Ce Conseil a tenu sa première réunion vendredi (voir sa composition ci-dessous).
Il n’agira pas seul ou, plus exactement, s’appuiera lui-même sur des commissions (ou groupes de travail, composés d’“experts” – on y retrouvera notamment les collaborateurs de l’Agence du Numérique, ex-AWT). Ces commissions traiteront spécifiquement des différents thèmes autour desquels s’articulera le travail et, en principe, le futur Plan numérique. Cinq groupes thématiques sont prévus: IT & innovation, entreprises… A partir de mars, un mécanisme de consultation du grand public devrait être mis en oeuvre, destiné à alimenter les réflexions et travaux de ces groupes de travail.
Fusée à étages
Tout cela semble un peu lourd, alambiqué et diantrement longuet. Quel est le rôle dévolu à ce Conseil du Numérique? “Structurer la réflexion sur la stratégie du numérique […] définir des objectifs opérationnels clairs et les actions à prendre par la Wallonie”. En travaillant selon 4 axes, “proposés” par le Ministre Marcourt, à savoir:
– la formation professionnelle, l’enseignement, l’inclusion numérique,…
– “l’économie par le numérique” qui devra servir de “levier du développement de l’économie et des entreprises”
– l’économie du numérique, à savoir l’aide à et le balisage du secteur IT/numérique local et des opportunités qu’il devra pouvoir exploiter
– “l’administration, la santé et le territoire numériques” – un axe dans lequel devra se retrouver l’évolution de l’Administration, la “couverture numérique du territoire” (infrastructures et services), et des mesures visant à améliorer la vie des citoyens, notamment sur les plans santé, mobilité (en ce compris dans la mouvance des “smart cities”) et “autres matières connexes”.
Source: Cabinet du Ministre Jean-Claude Marcourt.
Les divers secteurs d’activités et les acteurs de l’IT et du numérique attendent donc avec intérêt – et parfois avec une moue un rien dubitative – ce qui émanera de ces travaux en commissions et de ces réunions (5 ou 6 d’ici l’été?) du Conseil du Numérique.
Le Ministre a proposé. Le Conseil du Numérique “recommandera”. Un consultant de Roland Berger “encadrera l’analyse”. Au final, les décisions devront venir du politique. A cet égard, une petite réflexion. Dans la démarche, le déroulement de ce bien long parcours, on ne peut qu’avoir l’impression, en dépit de tout, d’une certaine panne de volontarisme. Question: d’où doit venir l’impulsion vs l’inspiration?
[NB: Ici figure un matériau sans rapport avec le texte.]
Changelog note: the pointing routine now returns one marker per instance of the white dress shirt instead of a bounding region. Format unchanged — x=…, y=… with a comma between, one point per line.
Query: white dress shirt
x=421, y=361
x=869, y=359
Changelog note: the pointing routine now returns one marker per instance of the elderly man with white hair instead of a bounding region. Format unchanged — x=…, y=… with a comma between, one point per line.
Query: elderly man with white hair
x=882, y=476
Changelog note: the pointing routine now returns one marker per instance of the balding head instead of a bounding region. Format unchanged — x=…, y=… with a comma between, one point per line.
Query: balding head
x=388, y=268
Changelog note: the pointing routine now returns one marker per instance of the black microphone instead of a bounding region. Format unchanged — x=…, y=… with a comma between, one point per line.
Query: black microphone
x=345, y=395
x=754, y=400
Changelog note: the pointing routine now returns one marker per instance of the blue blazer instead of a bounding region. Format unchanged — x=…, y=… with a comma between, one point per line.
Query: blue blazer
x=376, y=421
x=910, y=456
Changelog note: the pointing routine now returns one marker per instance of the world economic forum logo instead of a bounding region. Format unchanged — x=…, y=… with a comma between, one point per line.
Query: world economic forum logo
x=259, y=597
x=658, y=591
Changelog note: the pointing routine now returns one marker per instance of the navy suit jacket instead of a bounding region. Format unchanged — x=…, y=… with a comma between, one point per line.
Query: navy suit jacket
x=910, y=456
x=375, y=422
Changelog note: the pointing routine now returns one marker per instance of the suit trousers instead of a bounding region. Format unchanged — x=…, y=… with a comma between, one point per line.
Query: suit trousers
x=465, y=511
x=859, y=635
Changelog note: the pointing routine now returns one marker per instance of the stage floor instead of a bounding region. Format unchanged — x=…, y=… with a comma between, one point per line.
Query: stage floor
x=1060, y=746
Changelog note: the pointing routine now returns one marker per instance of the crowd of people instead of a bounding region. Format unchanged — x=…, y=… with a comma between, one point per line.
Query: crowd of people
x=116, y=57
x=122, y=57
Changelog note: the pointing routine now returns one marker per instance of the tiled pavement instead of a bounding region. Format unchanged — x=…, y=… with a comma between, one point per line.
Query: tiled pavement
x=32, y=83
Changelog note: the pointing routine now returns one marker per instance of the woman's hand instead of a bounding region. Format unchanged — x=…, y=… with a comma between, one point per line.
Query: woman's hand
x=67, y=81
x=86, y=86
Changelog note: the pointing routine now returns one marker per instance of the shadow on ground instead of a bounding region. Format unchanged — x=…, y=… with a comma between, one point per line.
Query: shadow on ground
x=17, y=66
Dans une interview accordée à Trends Tendances, Pierre Rion, qui présidera la Conseil du Numérique, plaide pour qu’on lui laisse “le bénéfice du doute”, en attendant que les résultats des cogitations soient formulés et connus.
Le fait est que ce doute existe bel et bien sur le terrain. C’est que les acteurs – entrepreneurs, organes de formation, porteurs d’initiatives et de projets… – ont vu leur rôle de Soeur Anne prendre de l’âge et des rides.
Pierre Rion: “Le Conseil du Numérique a approuvé la démarche participative bottom-up et fait sien les quatre axes proposés.”
L ‘épisode antérieur du Master Plan TIC, dévoilé en 2012 mais non budgétisé et finalement remisé dans les tiroirs suite à plusieurs révisions budgétaires, cet épisode-là à laissé des traces.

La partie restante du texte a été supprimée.